Change in Wisconsin

 Newly elected Wisconsin Governor Scott Walker is not backing down from a fight to protect taxpayers.  Walker has proposed reforming the state’s collective bargaining laws to protect taxpayers.  The Wall Street Journal takes note: 

Wisconsin Governor-elect Scott Walker has laid out an ambitious agenda, such as turning the department of commerce into a public-private partnership and lifting the cap on school vouchers. But his boldest idea may be rescinding the right of government employees to collectively bargain.

Mr. Walker floated the idea last week in response to union opposition to his modest proposal to require employees to contribute 5% of their pay to their pensions and to increase their health-care contributions to 12% from as low as 4% today. Even along the Left Coast most state workers contribute 10% of their salary to pensions. The Republican estimates that these changes would save the state $154 million in the first six months. Over two years they’d reduce the state’s $3.3 billion budget gap by nearly 20%.

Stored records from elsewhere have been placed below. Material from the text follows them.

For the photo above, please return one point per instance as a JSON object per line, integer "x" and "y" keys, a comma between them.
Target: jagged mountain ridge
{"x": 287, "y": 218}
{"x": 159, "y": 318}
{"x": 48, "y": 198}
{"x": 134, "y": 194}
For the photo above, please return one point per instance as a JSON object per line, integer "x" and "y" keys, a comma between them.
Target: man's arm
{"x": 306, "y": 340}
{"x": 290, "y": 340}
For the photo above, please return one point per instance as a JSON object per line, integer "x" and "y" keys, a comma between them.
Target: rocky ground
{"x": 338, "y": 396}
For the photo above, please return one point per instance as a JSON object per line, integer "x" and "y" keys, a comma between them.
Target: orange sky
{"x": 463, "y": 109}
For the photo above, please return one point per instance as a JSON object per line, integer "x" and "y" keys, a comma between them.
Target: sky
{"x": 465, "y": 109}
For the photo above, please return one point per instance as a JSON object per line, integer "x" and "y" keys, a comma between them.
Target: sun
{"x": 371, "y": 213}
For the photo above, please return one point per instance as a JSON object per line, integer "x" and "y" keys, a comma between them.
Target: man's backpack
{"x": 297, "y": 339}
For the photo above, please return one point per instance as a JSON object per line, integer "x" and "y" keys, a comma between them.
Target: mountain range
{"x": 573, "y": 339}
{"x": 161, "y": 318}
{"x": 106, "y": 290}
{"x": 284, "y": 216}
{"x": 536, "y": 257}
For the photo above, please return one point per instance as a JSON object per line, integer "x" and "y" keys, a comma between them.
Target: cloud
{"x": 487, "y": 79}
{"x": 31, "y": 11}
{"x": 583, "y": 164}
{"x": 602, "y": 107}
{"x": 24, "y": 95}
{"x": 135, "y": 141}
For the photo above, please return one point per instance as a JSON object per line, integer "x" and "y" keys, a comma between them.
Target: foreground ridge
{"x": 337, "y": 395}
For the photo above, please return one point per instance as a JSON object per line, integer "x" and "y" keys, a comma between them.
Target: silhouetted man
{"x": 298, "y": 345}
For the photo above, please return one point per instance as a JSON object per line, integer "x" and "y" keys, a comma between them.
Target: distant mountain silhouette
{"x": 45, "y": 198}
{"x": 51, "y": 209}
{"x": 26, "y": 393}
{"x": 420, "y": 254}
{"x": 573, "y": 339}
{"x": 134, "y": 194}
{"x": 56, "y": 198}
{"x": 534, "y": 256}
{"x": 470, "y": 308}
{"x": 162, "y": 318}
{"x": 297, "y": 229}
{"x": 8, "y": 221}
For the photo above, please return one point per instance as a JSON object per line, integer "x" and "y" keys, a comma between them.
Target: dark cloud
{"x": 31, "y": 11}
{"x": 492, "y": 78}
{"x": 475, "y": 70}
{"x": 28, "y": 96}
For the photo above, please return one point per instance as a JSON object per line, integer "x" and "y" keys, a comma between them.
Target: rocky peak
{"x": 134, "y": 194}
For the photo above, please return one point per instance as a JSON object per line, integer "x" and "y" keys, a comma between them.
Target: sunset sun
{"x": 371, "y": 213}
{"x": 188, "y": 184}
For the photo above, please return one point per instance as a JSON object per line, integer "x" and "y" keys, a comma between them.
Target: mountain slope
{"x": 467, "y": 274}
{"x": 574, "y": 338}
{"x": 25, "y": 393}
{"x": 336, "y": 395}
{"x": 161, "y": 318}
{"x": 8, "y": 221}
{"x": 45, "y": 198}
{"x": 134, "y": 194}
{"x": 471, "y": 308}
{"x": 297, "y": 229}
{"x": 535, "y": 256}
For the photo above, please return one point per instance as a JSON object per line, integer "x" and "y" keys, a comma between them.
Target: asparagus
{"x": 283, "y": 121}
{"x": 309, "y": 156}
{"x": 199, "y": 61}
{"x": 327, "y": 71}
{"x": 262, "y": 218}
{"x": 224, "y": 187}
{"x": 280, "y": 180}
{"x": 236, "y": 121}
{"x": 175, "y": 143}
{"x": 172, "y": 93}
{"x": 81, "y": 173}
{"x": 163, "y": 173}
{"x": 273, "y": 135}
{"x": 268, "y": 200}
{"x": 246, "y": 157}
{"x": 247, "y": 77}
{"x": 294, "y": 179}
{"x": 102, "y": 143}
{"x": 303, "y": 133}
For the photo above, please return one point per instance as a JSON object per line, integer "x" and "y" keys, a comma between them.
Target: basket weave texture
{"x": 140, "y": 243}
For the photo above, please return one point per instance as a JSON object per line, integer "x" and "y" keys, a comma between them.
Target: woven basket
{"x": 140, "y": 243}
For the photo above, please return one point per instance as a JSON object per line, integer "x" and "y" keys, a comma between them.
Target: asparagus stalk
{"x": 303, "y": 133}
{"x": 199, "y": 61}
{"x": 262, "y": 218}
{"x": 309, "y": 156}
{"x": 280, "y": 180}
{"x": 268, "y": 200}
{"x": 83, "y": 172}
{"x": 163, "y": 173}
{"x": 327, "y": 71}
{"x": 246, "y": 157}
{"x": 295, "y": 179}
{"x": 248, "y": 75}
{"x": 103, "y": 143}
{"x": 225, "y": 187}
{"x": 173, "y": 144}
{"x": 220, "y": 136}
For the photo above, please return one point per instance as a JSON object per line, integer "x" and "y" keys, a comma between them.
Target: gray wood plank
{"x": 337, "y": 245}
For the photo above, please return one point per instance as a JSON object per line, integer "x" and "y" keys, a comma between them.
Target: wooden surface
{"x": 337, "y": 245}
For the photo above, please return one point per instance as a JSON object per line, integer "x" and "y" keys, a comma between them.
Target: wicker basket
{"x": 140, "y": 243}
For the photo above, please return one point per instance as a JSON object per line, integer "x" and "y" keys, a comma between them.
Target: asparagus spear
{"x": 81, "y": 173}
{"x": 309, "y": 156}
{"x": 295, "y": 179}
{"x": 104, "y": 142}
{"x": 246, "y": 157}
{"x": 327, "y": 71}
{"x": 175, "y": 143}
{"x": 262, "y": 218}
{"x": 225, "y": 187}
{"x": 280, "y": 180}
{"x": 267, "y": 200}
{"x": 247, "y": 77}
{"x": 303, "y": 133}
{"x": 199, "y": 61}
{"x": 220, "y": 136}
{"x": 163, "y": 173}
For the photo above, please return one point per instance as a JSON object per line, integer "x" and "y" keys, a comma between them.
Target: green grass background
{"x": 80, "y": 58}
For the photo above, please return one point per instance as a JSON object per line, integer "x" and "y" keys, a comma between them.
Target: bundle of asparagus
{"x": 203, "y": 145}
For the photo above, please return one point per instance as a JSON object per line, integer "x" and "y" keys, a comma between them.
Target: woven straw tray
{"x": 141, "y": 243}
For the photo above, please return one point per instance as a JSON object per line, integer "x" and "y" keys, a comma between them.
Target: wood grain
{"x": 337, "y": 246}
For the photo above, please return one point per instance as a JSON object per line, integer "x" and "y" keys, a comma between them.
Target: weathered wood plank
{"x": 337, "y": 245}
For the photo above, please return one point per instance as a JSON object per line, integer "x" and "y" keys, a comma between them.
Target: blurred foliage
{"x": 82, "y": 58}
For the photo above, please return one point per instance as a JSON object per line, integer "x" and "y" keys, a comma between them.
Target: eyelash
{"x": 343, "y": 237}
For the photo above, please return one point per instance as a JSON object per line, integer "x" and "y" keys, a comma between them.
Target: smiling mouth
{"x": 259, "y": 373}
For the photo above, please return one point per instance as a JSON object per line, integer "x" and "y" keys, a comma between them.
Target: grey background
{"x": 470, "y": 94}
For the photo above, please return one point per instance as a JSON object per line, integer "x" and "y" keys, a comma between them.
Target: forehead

The ability of public workers to form unions and bargain collectively is a phenomenon of the last century when state and local governments were relatively small. But it has proven to be a catastrophe for taxpayers, as public unions have used their political clout to negotiate rich deals on wages, pensions and health care. California governor-elect Jerry Brown greased the wheels for his state’s long fiscal decline when he allowed collective bargaining during his first stint in the statehouse in the 1970s.

Republican Governor Mitch Daniels of Indiana and then Governor Matt Blunt of Missouri rescinded collective bargaining by executive order in 2005, and the change made it easier to cut spending and restructure government services. In Wisconsin, the legislature would have to rewrite the Employment Labor Relations Act, but Republicans will control both the assembly and senate and have the political incentive to go along with Mr. Walker.Rescinding public collective bargaining rights restores a better negotiating balance between taxpayers and government employees who ostensibly work for them. Political officials are no longer on both sides of the bargaining table—representing taxpayers in negotiations with the unions while seeking union cash and endorsements when running for re-election.

Twelve states including North Carolina and Virginia don’t allow government workers collective bargaining rights, and another 12 allow it only for some unions. These states by and large have managed to hold down their pension liabilities better than have those where public employee unions essentially run the government—see Illinois, New Jersey and California.

Republican leaders are often reluctant to challenge government unions so directly because it means a big political battle, but now is the time to strike when the public understands the need for reforming government. Mr. Walker’s proposal is the kind of big structural reform that can make other reforms easier to accomplish. We hope it’s the start of a national trend.